Yields on U.S. government debt finished mixed on Friday amid lower volatility as traders absorbed the election of Donald Trump as U.S. president and the Federal Reserve's 25-basis-point interest-rate cut.
What happened
-- The yield on the 2-year Treasury BX:TMUBMUSD02Y rose 3.7 basis points to 4.253%, from around 4.216% Thursday. For the week, the yield advanced 5.2 basis points. It is up 69.1 basis points over the past six weeks. Yields move in the opposite direction to prices.
-- The yield on the 10-year Treasury BX:TMUBMUSD10Y fell 3.4 basis points to 4.307%, from 4.341% on Thursday. For the week, it declined 5.4 basis points.
-- The yield on the 30-year Treasury BX:TMUBMUSD30Y dropped 6.6 basis points to 4.478%, from 4.544% on Thursday. It declined 8.2 basis points this week.
-- The bond market is closed on Monday for the Veterans Day holiday.
What's driving markets
The Treasury market navigated two big events this week - Tuesday's presidential election and Thursday's rate cut by the Fed - prompting investors to sharply pare back bets on volatility. The ICE BofAML MOVE Index, a measure of expected volatility in the Treasury market, has tumbled to around 104.8, down sharply from where it was at the start of this week.
"The bond market feared chaos and uncertainty around the election and Fed meeting, but that did not come to pass," Jim Bianco of Bianco Research said in an online post on the X social-media platform.
Though the MOVE index has declined, this doesn't mean investors should expect yields to continue falling because - unlike the Cboe Volatility Index VIX tracking S&P 500 SPX volatility expectations - "the correlation between yields and the MOVE is zero," Bianco wrote.
"Lower volatility is not going to make yields go down," he said.

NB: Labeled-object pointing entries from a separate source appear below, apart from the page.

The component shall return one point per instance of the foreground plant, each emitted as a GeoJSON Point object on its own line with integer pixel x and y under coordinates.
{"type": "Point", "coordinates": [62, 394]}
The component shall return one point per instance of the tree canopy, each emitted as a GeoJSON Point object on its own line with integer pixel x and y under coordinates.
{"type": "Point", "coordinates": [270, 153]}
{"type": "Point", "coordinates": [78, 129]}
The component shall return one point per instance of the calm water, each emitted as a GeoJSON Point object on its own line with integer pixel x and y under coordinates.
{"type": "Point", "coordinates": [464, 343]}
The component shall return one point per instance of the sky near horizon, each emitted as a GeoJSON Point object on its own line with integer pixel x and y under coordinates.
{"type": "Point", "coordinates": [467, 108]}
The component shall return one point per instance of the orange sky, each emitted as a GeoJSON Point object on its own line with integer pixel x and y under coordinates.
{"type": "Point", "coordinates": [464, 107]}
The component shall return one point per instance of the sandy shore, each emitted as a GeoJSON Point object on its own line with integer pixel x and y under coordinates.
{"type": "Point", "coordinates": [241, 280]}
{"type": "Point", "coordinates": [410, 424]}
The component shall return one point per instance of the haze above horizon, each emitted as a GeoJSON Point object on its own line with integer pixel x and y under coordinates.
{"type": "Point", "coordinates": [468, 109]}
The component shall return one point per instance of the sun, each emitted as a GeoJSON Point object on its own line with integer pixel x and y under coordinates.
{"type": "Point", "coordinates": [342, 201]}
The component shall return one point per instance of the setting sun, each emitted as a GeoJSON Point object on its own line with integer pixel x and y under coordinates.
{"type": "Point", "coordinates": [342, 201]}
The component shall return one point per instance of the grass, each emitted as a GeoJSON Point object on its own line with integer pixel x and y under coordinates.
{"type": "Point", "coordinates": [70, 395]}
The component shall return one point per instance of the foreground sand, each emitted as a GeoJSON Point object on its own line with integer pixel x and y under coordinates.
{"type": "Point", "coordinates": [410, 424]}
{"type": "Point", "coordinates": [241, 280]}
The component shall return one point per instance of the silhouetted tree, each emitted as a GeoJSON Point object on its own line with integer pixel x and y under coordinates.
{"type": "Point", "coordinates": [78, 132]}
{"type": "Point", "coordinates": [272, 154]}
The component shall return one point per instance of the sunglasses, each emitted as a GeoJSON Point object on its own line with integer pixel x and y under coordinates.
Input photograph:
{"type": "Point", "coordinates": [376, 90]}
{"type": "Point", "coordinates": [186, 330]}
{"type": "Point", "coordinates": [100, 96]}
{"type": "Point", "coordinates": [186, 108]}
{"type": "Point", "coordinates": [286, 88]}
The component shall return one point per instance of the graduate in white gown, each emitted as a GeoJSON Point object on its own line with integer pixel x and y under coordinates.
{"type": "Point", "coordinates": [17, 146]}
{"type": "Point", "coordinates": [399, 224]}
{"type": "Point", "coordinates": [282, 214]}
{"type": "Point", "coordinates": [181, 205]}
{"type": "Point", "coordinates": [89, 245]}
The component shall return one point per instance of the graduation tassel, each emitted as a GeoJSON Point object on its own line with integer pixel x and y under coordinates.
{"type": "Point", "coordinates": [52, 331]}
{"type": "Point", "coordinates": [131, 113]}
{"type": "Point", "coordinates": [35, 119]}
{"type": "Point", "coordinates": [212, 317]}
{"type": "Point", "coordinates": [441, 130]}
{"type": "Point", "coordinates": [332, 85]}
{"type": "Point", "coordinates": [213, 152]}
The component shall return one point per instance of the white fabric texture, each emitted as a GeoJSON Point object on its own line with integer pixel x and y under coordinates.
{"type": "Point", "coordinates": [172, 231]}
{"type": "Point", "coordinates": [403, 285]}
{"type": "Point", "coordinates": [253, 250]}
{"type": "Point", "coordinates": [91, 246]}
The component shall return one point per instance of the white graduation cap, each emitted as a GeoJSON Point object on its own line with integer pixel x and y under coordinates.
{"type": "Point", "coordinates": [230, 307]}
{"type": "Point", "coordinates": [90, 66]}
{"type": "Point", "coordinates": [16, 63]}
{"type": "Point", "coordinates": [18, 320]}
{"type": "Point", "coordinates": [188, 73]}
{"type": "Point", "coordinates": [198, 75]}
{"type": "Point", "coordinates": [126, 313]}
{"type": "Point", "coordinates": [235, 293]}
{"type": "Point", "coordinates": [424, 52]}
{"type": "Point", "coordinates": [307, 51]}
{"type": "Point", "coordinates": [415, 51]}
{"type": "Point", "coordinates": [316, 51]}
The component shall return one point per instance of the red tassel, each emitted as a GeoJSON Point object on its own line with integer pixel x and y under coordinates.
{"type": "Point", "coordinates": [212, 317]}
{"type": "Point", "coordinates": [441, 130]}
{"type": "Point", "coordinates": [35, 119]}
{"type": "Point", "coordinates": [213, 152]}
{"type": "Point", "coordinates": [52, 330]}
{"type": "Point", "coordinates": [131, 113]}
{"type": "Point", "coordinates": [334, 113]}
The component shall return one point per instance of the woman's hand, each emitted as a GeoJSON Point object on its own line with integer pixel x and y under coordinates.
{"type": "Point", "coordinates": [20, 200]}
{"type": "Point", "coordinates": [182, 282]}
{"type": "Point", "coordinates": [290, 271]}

Indeed, yields on everything from the 6-month Treasury bill BX:TMUBMUSD06M through the 5-year note BX:TMUBMUSD05Y finished higher in Friday's session, according to FactSet data. The rise in the 2-year yield came as the market-implied likelihood of no rate action by the Fed in December edged up to 35.1%, according to the CME FedWatch Tool.
In data released on Friday, a survey of consumer sentiment rose to a seven-month high shortly before the election of former President Donald Trump.